Furthermore, it is important to highlight that existing research in the field of mobile robotics often relies on high-end hardware, as depicted in Table 5. While this may enhance the effectiveness of simulations, its practical feasibility in mobile robotics with limited resources is questionable. Therefore, it is crucial to continue developing and optimizing algorithms like NRNH-AR, that not only exhibit superior performance, but are also practical and viable for implementation in mobile robotics.

Table 5 presents a consolidated comparison of selected DRL-based methods in mobile robotics to complement the narrative review provided in the Introduction. While similar points are discussed earlier, this table allows for clearer quantitative comparison across hardware and training configurations.

Figure 11 illustrates the episode-wise rewards obtained by the standard deep reinforcement learning algorithms, DQN (yellow), TD3 (green), and DDPG (orange), compared to the DRL stage of the proposed NRNH-AR model (navy blue) across 210 training episodes in the environment shown in Figure 7a. It can be clearly observed that the NRNH-AR agent reaches high and stable reward values from the very beginning of the training process. This rapid convergence can be attributed to the previous self-supervised and unsupervised learning stages that provided the agent with structured, informative representations before reinforcement learning began.

In contrast, the baseline algorithms (DQN, TD3, DDPG) exhibit highly unstable learning dynamics in early episodes, with frequent oscillations and negative rewards. DDPG struggles significantly during the first 100 episodes, suggesting poor initial policy exploration. Although all three baseline algorithms eventually stabilize and improve their performance, they require substantially more episodes to reach comparable performance levels to NRNH-AR.

Figure 12 presents the performance of three reinforcement learning algorithms, TD3-m, DDPG-m, and NRNH-AR, which was trained in the environment shown in Figure 7a, after integrating SSL and USL as pre-training stages before DRL. This pre-training strategy was designed to improve sample efficiency and reduce the overall training time, enabling the agent to extract structural knowledge from the environment before reward-driven interaction began. It is worth mentioning that the DQN is not included in this evaluation, because it uses only two networks, whose structures are not compatible with the SSL and USL phases.

The impact of the SSL and USL phases is evident when comparing the behaviors of TD3-m and DDPG-m with their original versions, as shown in Figure 11. TD3-m and DDPG-m exhibit significantly smoother learning trajectories from the beginning of training, avoiding the prolonged periods of instability seen earlier. Overall, the results reinforce the importance of tri-fold learning, e.g., SSL and USL before applying DRL. The good performance of TD3-m indicates that the replacement of our DRL with TD3-m or other more efficient DRLs compatible with previous SSL and USL phases can be useful.

Table 6 shows that the proposed NRNH-AR method achieves the highest accuracy (97.62%) among all tested DRL algorithms in the physical robot environment. Compared to the standard versions of DQN (81.90%), DDPG (56.19%), and TD3 (68.57%), NRNH-AR outperforms them significantly, indicating better policy learning and generalization under real-world conditions.

Moreover, the modified versions DDPG-m and TD3-m, which were adapted for low-resource hardware and tuned to the test environment, achieve improved results (86.19% and 96.19%, respectively) over their original counterparts. However, even the best-performing baseline (TD3-m) remains slightly below the proposed method.

In dynamic environments, the proposed NRNH-AR algorithm achieved an accuracy of 86%. Baseline algorithms were not evaluated under dynamic conditions, as their low performance in static environments did not justify further testing. Additionally, comparing against modified versions (DDPG-m and TD3-m) would not be appropriate, since they incorporate the same pre-training methodology as NRNH-AR and do not represent the original algorithms.

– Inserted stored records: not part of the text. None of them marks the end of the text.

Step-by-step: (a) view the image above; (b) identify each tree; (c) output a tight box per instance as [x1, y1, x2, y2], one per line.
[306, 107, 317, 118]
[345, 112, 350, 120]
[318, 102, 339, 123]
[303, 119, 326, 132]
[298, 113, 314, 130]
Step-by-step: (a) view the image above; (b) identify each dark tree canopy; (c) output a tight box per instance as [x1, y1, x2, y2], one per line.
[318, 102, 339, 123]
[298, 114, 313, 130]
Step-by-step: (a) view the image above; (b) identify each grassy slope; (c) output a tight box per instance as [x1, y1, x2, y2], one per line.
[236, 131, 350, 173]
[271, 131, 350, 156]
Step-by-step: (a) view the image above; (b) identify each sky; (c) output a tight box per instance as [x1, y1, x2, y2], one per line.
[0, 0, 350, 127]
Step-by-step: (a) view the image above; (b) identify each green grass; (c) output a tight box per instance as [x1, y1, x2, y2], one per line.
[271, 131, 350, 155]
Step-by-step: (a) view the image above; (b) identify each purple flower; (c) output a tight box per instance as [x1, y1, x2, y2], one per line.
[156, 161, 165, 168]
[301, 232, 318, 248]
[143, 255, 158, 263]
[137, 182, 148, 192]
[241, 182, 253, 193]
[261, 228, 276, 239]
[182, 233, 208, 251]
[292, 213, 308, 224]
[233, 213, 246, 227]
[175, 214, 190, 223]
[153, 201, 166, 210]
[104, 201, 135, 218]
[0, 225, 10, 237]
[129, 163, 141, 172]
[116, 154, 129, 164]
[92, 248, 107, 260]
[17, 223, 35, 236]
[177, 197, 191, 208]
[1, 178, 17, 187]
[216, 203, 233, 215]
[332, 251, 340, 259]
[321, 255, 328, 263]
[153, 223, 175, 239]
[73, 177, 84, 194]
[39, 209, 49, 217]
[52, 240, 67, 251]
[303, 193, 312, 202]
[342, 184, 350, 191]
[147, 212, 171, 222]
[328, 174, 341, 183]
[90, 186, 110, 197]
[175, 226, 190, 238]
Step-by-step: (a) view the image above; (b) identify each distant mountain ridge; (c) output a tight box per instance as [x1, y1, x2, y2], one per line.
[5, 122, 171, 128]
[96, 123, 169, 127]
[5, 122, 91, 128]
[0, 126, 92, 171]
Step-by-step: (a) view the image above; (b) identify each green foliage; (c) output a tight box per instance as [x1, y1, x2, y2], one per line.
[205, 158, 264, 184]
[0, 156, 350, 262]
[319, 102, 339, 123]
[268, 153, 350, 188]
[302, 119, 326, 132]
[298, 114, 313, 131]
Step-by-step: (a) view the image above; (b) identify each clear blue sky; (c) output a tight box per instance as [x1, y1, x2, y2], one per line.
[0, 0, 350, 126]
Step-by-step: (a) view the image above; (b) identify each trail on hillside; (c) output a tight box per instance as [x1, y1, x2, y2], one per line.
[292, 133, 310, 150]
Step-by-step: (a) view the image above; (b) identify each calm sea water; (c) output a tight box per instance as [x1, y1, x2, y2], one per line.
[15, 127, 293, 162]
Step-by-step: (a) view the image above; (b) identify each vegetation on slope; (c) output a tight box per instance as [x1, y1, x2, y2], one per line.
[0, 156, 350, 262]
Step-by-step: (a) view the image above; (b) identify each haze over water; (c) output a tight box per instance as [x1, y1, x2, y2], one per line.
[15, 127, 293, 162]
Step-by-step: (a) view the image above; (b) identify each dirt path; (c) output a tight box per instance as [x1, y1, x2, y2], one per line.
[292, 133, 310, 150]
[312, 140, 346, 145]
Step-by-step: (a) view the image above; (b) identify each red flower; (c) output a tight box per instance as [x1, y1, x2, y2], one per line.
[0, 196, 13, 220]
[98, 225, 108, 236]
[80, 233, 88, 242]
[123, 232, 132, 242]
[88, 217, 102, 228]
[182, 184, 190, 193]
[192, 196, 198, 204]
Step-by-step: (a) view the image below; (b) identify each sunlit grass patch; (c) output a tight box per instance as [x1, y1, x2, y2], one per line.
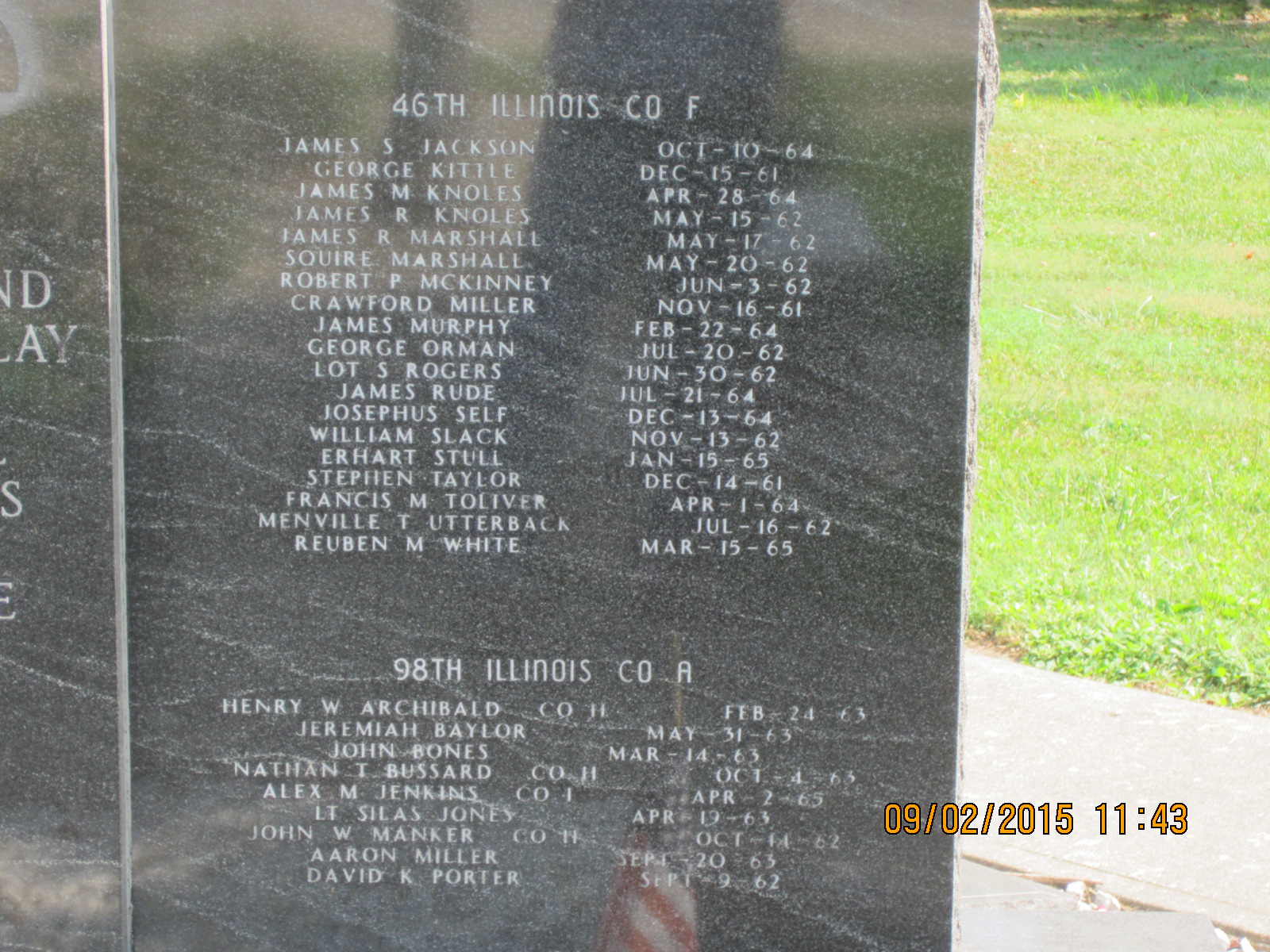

Based on our observations, the performance of NRNH-AR exhibits diminishing returns beyond a certain amount of training data. For example, CNN 2 achieves adequate generalization when trained with approximately 623 samples, as indicated by a loss value under 1.0. Similarly, learning oscillation in the SSL and USL phases stabilizes after around 200–250 episodes. These empirical thresholds allow us to keep training time and memory usage low, in line with our focus on constrained hardware.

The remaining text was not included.